C. Executive Committee
The EC assists with implementing the BoT’s decisions and carries out various functions assigned to it in the DIAC Rules. The EC consists of at least five members, including the EC’s chairperson and vice-chairperson, who are appointed by the BoT chairperson after consulting the members of the BoT.
The BoT also has authority to form and delegate certain EC duties and powers to the EC’s sub-committees.
D. Manager
The Manager, as the job title suggests, is responsible for controlling and administering DIAC and its Administrative Body. In the previous DIAC statute, the Manager was called a Director. To the authors’ best knowledge, since the departure of the former Director in August 2013, the position of Director (now Manager) has been vacant.
Under the previous DIAC statute, the Director could be appointed by the BoT. However, the New DIAC Statute prescribes that the Manager may be nominated by the BoT and then ultimately appointed by a BoD resolution.
E. Administrative Body
The Administrative Body is the body responsible for ensuring that the services provided by DIAC and the arbitration proceedings between parties are running in a smooth and effective manner and, more importantly, in accordance with the DIAC Rules. The Administrative Body, comprising case management and other administrative staff, is supervised by the Manager.

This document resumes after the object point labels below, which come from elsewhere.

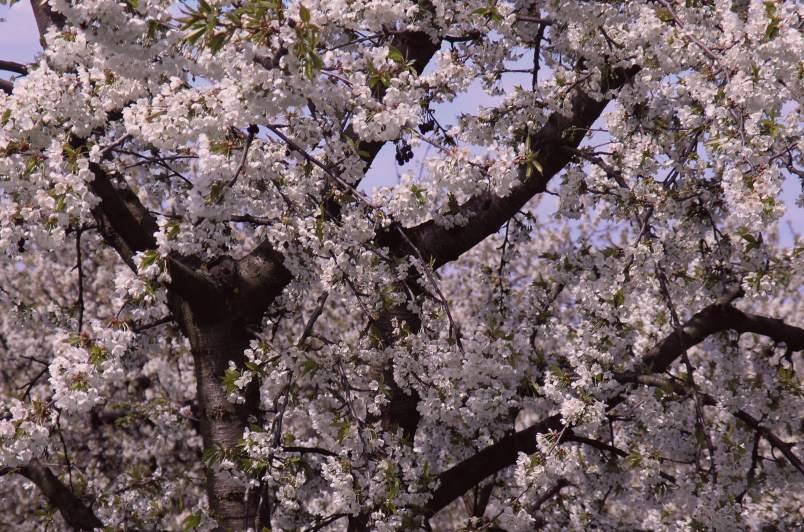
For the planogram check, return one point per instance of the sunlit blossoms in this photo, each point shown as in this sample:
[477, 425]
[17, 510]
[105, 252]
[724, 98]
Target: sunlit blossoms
[574, 301]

One peculiar feature to note about the DIAC Rules is that they were issued by Decree No. 11 of 2007. Thus, in order to introduce a new set of DIAC arbitration rules, it is necessary for the Ruler to issue a new Decree.

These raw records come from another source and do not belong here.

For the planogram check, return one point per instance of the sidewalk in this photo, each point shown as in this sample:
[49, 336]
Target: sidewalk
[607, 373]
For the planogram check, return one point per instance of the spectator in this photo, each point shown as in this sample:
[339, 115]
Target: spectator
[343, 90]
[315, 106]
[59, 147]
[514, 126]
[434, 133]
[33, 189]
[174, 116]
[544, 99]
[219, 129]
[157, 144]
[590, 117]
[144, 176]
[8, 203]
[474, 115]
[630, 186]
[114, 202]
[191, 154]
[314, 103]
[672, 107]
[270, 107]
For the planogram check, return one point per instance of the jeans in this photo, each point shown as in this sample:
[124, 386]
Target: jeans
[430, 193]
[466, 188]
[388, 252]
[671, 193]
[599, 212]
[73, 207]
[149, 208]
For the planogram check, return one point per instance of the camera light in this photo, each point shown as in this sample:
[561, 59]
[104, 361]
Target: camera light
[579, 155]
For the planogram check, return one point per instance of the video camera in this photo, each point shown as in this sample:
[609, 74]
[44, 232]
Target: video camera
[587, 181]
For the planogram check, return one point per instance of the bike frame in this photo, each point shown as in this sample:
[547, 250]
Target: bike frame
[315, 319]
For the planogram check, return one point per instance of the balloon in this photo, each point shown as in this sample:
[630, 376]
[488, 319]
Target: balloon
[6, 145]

The current DIAC Rules have been in force for more than 12 years. Despite the “Launch and Discussion of the New 2018 Arbitration Rules” during the Dubai Arbitration Week in November 2017 (approximately 18 months ago) and the subsequent flurry of articles and analysis based on various drafts of the new DIAC arbitration rules, the new rules are yet to see the light of day.
It is possible that the New DIAC Statute is another step in this direction as it sets out a process for updating the DIAC Rules, i.e., issuing new DIAC arbitration rules. The process now involves the EC making the relevant proposal to the BoT, which has to be approved by the BoT in consultation with the BoD. Subsequently, the BoD has the authority to submit the new DIAC arbitration rules for consideration by the Dubai government authorities, which may forward the new DIAC arbitration rules to be issued under a decree passed by the Ruler. The process may be visualised as follows:
The UAE Federal Law No. 6 of 2018 on Arbitration introduced significant changes to the UAE’s arbitration law. More specifically, under Article 10(2), the previously mentioned law provides qualifications required for arbitrators, which provides the following:
“The arbitrator cannot be on the board of trustees or the administrative body of the Arbitration Institution responsible for administering the Arbitration in the State.”

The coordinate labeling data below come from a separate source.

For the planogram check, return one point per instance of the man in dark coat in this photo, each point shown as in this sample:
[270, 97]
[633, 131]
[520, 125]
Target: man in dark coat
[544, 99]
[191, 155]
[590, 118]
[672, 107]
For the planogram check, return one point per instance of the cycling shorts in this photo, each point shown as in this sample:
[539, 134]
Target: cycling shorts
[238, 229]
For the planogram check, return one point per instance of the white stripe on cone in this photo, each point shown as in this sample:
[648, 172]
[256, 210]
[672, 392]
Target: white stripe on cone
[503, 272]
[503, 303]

Accordingly, the DIAC Statute seconds the above-mentioned provision in Article 23 dealing with the ‘Appointment in Arbitral Tribunal’, which states the following:
“A member of the [BoT], a member of the Centre’s committees, the Manager or any of the Centre’s staff shall not be the arbitrator who will consider any dispute submitted before the Centre, whether he is an individual arbitrator or a president or a member of the arbitral tribunal.”
Overall, the New DIAC Statute is a more comprehensive document than the previous DIAC statute, which may suggest it is a preparative step to the issuance of the long-awaited new DIAC arbitration rules by Decree of the Ruler. It is difficult to say how important the involvement of the BoD will be on the functioning of DIAC – it may be a tectonic shift in the oversight and control of DIAC in favour of the Chamber; or simply a reflection of the changes at DIAC over the last decade such that no change in DIAC’s functioning will be noticed. In any event, DIAC will need to ensure that it maintains its independence if it is going to keep its position as the most used arbitral institution in the region.